Re: multithreaded cache?

Discussion in 'Java' started by Kevin McMurtrie, May 25, 2012.

  1. In article <>,
    bugbear <bugbear@trim_papermule.co.uk_trim> wrote:

    > I'm using various Apache Commons Maps as a
    > multithread cache, protected using
    > ReentrantReadWriteLock, so that getting() uses a read lock,
    > and putting() uses a write lock.
    >
    > But I've got an issue; in the
    > case of a cache miss (protected by a read lock),
    > the required value is acquired using the "underlying function"
    > that the cache is over; this value is then put() into
    > the cache (protected by a write lock)
    >
    > This is all perfectly thread safe, and gives
    > correct results.
    >
    > However, if the underlying function is slow
    > and/or resource hungry (consider cacheing
    > a ray traced image!) many threads can
    > end up calling the real function (second
    > and subsequent threads to the first get a miss
    > during the first threads call to the underlying function).
    >
    > "obviously..." what I want is for only
    > the thread that FIRST has a cache miss
    > calls the underlying function, whilst other
    > threads (for the same key) wait.
    >
    > This seems "obvious" enough that I'm guessing
    > there's a standard solution.
    >
    > Googling led me to several "heavy" libraries;
    >
    > This appears more a locking/cacheing issue
    > than a Java issue, although my implementation
    > is in Java.
    >
    > Can anyone (please) point me at a
    > canonical solution/implementation?
    >
    > BugBear


    Ha, this is an interview question that I use.

    What you need is row level locking for the cache load.

    Step 1)
    Use synchronized operations to map your key to a value; creating an
    uninitialized value in the map if needed.
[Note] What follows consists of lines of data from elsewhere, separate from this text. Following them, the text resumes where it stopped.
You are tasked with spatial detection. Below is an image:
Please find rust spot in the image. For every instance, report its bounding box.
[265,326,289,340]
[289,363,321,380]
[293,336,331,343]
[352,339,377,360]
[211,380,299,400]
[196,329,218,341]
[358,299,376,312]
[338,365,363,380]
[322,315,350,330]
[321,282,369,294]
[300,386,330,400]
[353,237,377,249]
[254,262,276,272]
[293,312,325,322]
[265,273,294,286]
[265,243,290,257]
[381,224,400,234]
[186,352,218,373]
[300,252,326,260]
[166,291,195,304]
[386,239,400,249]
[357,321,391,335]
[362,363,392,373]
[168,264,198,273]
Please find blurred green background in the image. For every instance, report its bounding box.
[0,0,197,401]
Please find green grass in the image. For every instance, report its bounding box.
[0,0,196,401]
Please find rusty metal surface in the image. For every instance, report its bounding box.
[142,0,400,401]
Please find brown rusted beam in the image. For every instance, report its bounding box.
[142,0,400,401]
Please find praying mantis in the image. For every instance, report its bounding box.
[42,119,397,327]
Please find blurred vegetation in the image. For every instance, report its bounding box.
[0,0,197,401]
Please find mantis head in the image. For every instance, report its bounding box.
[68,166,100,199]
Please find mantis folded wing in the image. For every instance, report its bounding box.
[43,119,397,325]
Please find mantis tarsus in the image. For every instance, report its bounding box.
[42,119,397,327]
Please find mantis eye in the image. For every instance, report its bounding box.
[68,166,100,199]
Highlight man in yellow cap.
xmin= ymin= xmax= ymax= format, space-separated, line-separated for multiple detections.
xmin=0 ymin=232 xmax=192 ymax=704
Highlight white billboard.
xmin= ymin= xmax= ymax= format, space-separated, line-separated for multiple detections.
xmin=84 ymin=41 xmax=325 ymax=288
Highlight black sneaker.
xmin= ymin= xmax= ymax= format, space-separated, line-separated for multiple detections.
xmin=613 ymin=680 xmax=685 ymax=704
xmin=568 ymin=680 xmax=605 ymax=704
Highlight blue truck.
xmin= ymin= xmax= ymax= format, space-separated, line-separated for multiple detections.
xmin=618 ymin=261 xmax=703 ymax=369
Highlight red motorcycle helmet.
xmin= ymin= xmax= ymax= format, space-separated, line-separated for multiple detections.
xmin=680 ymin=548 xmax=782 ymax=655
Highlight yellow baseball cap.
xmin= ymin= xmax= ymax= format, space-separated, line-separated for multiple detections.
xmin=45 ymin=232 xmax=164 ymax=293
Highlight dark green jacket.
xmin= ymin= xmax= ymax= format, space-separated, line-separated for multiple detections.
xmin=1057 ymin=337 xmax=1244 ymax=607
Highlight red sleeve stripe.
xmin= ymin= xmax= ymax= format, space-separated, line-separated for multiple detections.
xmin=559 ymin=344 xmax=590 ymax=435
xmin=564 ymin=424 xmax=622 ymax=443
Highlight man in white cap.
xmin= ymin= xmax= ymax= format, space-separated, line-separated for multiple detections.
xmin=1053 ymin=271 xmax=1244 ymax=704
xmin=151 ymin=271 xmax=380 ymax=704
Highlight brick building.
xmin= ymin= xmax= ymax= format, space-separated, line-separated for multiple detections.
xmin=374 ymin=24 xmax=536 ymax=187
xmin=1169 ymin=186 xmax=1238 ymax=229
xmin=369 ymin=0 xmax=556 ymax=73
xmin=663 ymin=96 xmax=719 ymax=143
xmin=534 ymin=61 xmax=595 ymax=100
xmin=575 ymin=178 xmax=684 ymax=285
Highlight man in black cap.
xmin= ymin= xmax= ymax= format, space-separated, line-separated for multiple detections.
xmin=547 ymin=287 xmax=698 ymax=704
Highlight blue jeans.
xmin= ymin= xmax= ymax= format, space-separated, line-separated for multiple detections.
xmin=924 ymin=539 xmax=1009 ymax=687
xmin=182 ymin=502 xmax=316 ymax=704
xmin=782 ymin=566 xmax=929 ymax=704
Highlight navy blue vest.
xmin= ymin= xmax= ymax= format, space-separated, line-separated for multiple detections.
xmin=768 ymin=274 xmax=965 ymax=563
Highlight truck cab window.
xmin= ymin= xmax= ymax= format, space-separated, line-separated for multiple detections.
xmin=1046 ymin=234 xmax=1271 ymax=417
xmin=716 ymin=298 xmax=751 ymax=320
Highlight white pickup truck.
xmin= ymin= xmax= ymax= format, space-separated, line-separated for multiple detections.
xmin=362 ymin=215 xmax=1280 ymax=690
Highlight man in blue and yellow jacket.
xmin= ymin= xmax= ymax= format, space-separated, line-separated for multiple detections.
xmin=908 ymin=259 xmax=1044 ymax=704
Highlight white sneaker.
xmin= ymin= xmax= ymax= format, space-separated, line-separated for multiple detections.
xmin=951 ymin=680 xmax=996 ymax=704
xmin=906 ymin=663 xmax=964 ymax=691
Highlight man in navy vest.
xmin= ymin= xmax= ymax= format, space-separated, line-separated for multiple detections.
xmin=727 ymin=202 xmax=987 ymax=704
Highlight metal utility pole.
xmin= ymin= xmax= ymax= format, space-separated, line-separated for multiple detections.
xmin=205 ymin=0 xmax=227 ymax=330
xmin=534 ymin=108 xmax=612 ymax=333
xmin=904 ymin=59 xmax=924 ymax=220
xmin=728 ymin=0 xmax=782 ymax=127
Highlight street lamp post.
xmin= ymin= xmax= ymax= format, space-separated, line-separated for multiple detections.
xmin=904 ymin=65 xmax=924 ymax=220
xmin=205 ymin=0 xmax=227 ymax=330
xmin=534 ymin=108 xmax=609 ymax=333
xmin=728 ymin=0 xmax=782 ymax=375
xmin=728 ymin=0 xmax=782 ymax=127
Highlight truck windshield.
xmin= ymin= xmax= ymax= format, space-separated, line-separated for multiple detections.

Use whatever tech you want.
    A synchronized block on a HashMap is simplest and performs the fastest
    on 1 or 2 core systems. A ConcurrentHashMap sometimes performs better
    with 4+ core systems.

    Step 2)
    Synchronize on the value. Initialize it if needed.


    Step 1 blocks all cache access for only for a very short moment to make
    sure that a key always has a value. Step 2 blocks access independently
    for each cache value to make sure that it is loaded. It will perform
    well for continuous use by several CPU cores. Google has some high
    concurrency Maps that aren't too bad either.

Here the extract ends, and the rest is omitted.